Он нервничает, что совершенно на него не похоже.

– Но какой теперь от меня толк? – говорю я.

Самсон обхватывает руками мое лицо, его ладонь касается жесткой кожи шрама.

– Никогда, никогда не говори так, Ферн.

– Но это правда, – шепотом возражаю я, и из моих глаз льются слезы. – Как можно любить кого-то сломленного?

– Ферн, ты же видела видеозаписи Мидраута после того, как его лишили Иммрала?

Я киваю.

– Ты видела, каким он тогда был. Для него это было нечто большее, чем провал. Он был не просто сломлен. Тогда вообще ничего не осталось от того, кем он был.

– Мне кажется…

– Люди вроде Мидраута, люди, которые никогда прежде не сталкивались с трудностями, не могут справиться, когда их лишают силы. Но мы с тобой… мы уже столько всего пережили, даже до того, как стали рыцарями. Мы были воинами до того, как научились сражаться. Вот поэтому ты – по-прежнему ты, пусть даже без Иммрала. И ты пройдешь через это. Может, ты и сломалась слегка, может, так оно и останется. Но ты все равно будешь Ферн. Тебе никогда и не нужен был Иммрал, чтобы быть великолепной.

– Не знаю… – бормочу я, хотя в моей груди вспыхивает искра надежды. – Может, тебе кажется, что я сильнее, чем на самом деле.

– Я насчет многого ошибаюсь, – продолжает Самсон. – Но только не насчет тебя. Я ошибался, боясь, что ты влюбишься в другого рыцаря. Ошибался, когда мне казалось, что ты думаешь, будто ты мне нравишься только из-за твоей силы. Ошибался, отстранившись от тебя после того поцелуя.

– Так много ошибок, капитан…

Он улыбается – это застенчивая и в то же время хитроватая улыбка, какой я прежде никогда не видела. Но она ему идет. Очень идет.

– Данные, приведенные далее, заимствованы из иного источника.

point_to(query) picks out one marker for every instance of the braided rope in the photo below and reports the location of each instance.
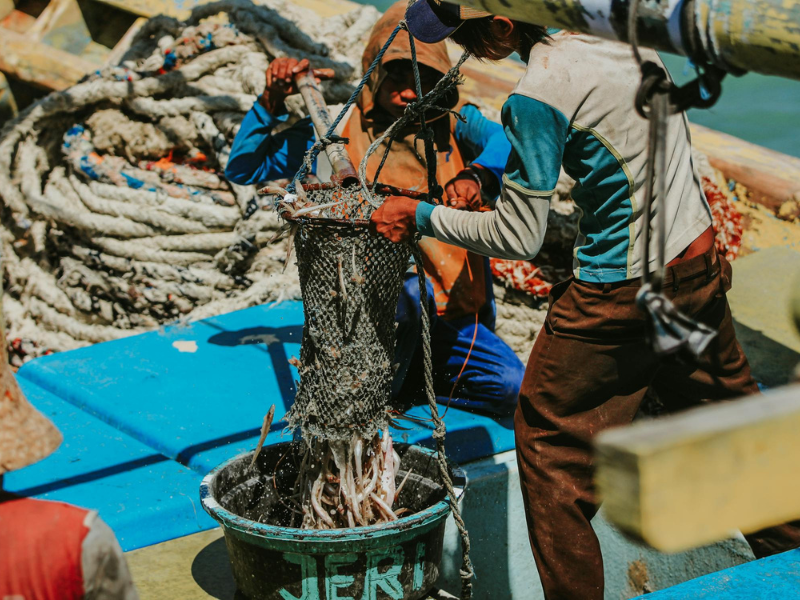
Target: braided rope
(440, 430)
(326, 140)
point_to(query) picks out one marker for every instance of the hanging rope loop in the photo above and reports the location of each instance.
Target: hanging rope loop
(702, 92)
(669, 331)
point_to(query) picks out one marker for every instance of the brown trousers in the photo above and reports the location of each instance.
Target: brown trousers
(590, 369)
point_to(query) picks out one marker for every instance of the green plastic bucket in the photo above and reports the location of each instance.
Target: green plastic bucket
(398, 560)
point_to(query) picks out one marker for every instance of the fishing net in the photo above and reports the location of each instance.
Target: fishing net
(350, 282)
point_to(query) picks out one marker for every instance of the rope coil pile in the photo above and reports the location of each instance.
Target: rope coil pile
(116, 215)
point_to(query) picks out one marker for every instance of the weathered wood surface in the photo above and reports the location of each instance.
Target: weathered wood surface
(760, 302)
(773, 178)
(686, 480)
(40, 64)
(8, 106)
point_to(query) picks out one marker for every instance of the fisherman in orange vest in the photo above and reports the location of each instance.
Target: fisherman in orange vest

– Тогда мне придется совершить много правильных поступков, чтобы все исправить.

Я позволяю своим рукам коснуться его груди, его шеи, подбородка и щек…

– Что это ты говорил насчет признания в вечной любви?

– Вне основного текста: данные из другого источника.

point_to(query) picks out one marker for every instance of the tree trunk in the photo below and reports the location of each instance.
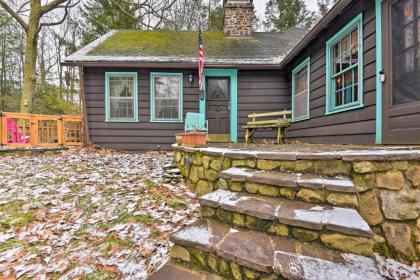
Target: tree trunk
(29, 68)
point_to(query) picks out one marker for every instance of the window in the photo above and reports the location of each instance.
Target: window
(345, 68)
(166, 97)
(300, 91)
(121, 97)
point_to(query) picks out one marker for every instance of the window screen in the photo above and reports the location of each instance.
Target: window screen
(121, 94)
(344, 68)
(301, 91)
(167, 97)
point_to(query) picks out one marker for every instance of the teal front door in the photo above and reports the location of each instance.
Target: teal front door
(220, 101)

Самсон придвигается ко мне и наконец снова целует меня. Не найдется достаточно искусной вязальщицы, чтобы распутать в этот момент клубок моих эмоций. Это и страх – он красной лентой пронизывает все, – и тревога, и гнев… Но все тонет в радости, тепле и нежности, что исходит из сердца другого человека, прижатого к моему сердцу, от человека, обнимающего меня, говорящего, что он так долго стремился ко мне, и целующего меня так, что ясно: он хочет и большего…


Я просыпаюсь на подушке, измазанной кровью. Но теперь это будет в последний раз. Отсутствие силы означает отсутствие мигреней и кровотечений из носа и глаз. Небольшое милосердие, полагаю. И мне, вообще-то, трудно грустить из-за потери Иммрала, когда я обрела… бойфренда? Нет, это слово слишком мелкое по сравнению с тем, что значит для меня Самсон. Для того, через что мы прошли вместе.

Я уношу грязное постельное белье вниз, чтобы постирать, и нахожу Олли уже сидящим за обеденным столом. Телевизор включен, идут новости. Олли рассеянно кивает в сторону экрана.

Толпы «Одного голоса» окружают здание парламента. Все молчат, с неподвижными лицами глядя на членов парламента, проходящих мимо них ко входу. Потом камера поворачивает в другую сторону, и я понимаю, что это не обычный протест «Одного голоса». Толпа заполняет улицы Лондона, во все стороны, – это видно, когда вертолет с камерой поднимается выше.

– Такие же ошеломляющие картины мы видим этим утром по всей стране, – говорит репортер. – Люди хотят донести до нынешнего правительства свои беды…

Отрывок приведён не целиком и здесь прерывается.